Polymorphic and Metamorphic viruses already exist and it's been proven mathematically that detecting such code is NP-complete.
(Spinellis, Diomidis; Reliable identification of bounded-length viruses is NP-complete, IEEE Transactions on Information Theory, 49(1):280â"284, January 2003. doi:10.1109/TIT.2002.806137)
http://en.wikipedia.org/wiki/Polymorphic_code
http://en.wikipedia.org/wiki/Metamorphic_code
The scanners are so bad at detecting viruses because it's an example of Enumerating Badness which is one of the 6 dumbest ideas in security which just won't die.
http://www.ranum.com/security/computer_security/editorials/dumb/
Rather than trying to keep track of the few thousand or tens of thousands of things that should be running on your own network and white-listing those you either try to keep track of everything bad in the world or pay someone else to. Then you try to blacklist those.
Thus you get an antivirus scanner.
Counterpoint: yes
The US DoD requires it too. Fortunately, it is available from commercial suppliers (ClamAV is not compliant with something or other), so you just install it and maintain it and pass the bill on to the taxpayers.
I think it's just standard CYA, so you have someone external to blame if something slips through (which possibly explains why effective roll-your-own measures are deemed insufficient by the policymakers).

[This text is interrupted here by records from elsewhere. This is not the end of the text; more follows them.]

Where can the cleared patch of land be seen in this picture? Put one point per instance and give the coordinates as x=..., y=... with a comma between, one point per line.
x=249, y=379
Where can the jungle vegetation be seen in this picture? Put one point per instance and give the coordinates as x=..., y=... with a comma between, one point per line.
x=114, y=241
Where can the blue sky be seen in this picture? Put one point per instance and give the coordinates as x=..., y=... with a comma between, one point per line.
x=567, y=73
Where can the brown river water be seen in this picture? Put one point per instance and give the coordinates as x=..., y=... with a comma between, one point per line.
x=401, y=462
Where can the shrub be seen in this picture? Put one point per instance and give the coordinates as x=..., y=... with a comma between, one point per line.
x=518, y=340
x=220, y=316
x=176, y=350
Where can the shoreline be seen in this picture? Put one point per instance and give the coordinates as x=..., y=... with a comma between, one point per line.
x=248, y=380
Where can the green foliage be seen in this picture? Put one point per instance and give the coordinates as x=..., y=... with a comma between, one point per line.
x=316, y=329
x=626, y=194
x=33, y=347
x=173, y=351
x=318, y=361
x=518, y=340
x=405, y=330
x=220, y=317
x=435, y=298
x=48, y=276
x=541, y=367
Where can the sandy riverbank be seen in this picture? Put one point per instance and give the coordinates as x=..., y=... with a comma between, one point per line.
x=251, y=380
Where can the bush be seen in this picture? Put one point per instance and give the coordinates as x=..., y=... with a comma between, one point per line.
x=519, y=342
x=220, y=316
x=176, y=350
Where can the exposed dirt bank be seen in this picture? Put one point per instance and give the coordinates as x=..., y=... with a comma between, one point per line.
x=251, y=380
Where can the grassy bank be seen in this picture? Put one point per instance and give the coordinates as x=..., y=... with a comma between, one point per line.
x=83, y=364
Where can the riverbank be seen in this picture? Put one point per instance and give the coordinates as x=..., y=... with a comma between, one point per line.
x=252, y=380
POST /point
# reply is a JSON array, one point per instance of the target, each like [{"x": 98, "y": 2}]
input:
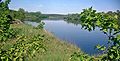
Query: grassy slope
[{"x": 56, "y": 50}]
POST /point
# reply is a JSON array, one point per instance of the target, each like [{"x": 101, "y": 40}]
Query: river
[{"x": 71, "y": 33}]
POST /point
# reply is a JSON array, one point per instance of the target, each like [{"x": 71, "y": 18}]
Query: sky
[{"x": 64, "y": 6}]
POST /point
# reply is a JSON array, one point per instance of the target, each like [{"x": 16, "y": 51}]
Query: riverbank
[{"x": 56, "y": 50}]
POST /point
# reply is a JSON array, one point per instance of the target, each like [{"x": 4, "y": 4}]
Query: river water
[{"x": 71, "y": 33}]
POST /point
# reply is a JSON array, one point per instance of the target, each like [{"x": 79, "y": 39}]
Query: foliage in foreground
[
  {"x": 108, "y": 24},
  {"x": 22, "y": 49},
  {"x": 5, "y": 31}
]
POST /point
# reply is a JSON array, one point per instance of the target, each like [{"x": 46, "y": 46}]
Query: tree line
[
  {"x": 75, "y": 18},
  {"x": 23, "y": 15}
]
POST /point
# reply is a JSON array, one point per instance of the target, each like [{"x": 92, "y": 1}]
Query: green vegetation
[
  {"x": 20, "y": 42},
  {"x": 55, "y": 49},
  {"x": 55, "y": 16},
  {"x": 108, "y": 24},
  {"x": 23, "y": 15},
  {"x": 29, "y": 43},
  {"x": 5, "y": 31},
  {"x": 22, "y": 46}
]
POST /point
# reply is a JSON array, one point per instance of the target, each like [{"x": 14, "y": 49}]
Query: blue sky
[{"x": 64, "y": 6}]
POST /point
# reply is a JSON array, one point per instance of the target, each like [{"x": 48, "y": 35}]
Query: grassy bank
[{"x": 56, "y": 50}]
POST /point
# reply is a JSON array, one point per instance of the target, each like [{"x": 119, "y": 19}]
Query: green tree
[{"x": 5, "y": 19}]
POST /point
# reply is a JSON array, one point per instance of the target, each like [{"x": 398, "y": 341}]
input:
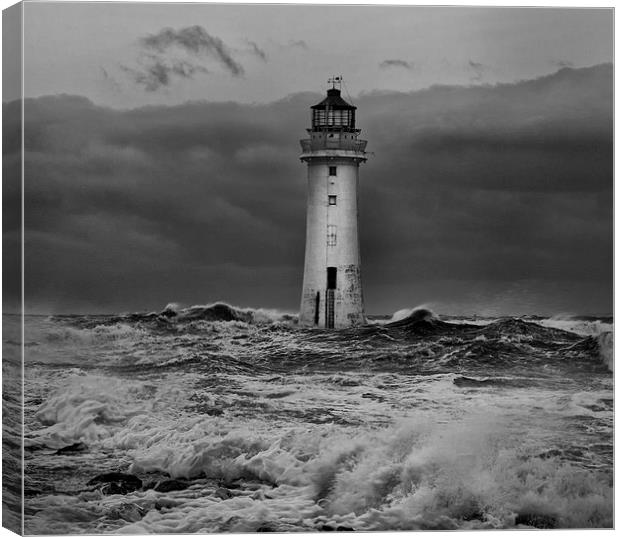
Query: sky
[{"x": 162, "y": 146}]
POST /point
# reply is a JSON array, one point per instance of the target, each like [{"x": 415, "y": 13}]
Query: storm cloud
[
  {"x": 386, "y": 64},
  {"x": 475, "y": 198},
  {"x": 158, "y": 63}
]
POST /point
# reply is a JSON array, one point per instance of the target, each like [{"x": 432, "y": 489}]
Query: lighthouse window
[{"x": 331, "y": 235}]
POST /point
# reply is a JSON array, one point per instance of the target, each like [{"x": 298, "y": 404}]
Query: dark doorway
[
  {"x": 332, "y": 273},
  {"x": 316, "y": 308}
]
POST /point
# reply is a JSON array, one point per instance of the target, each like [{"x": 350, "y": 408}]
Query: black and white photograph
[{"x": 307, "y": 268}]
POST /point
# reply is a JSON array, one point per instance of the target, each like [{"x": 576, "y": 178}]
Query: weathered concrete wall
[{"x": 322, "y": 251}]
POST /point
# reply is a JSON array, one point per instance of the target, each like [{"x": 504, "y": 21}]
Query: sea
[{"x": 216, "y": 418}]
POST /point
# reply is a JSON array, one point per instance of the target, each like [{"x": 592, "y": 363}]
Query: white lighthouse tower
[{"x": 332, "y": 288}]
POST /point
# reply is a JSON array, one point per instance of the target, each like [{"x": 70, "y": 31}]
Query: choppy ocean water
[{"x": 217, "y": 419}]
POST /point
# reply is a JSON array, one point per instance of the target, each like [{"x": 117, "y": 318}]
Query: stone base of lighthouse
[{"x": 332, "y": 287}]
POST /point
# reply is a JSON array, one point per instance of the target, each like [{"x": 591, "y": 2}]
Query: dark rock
[
  {"x": 223, "y": 493},
  {"x": 79, "y": 447},
  {"x": 171, "y": 484},
  {"x": 468, "y": 382},
  {"x": 116, "y": 483},
  {"x": 536, "y": 520},
  {"x": 150, "y": 484}
]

The DoD's reasoning is pretty straightforward. There are few to no "in the wild" viruses or trojans for Linux/Mac (several worms though), but data rarely stays in one platform in an interconnected world. We put virus protection on every platform so that whenever a document or program is introduced on the network it gets scanned. That way if it has malware in it, even Windows malware on a Linux/Mac system, it's caught early. Just because I first put the document on a Linux system doesn't mean it's going to stay on a Linux system.
I don't need a million points of light, just two points of multi-mode fiber and a 10 Gig-E router.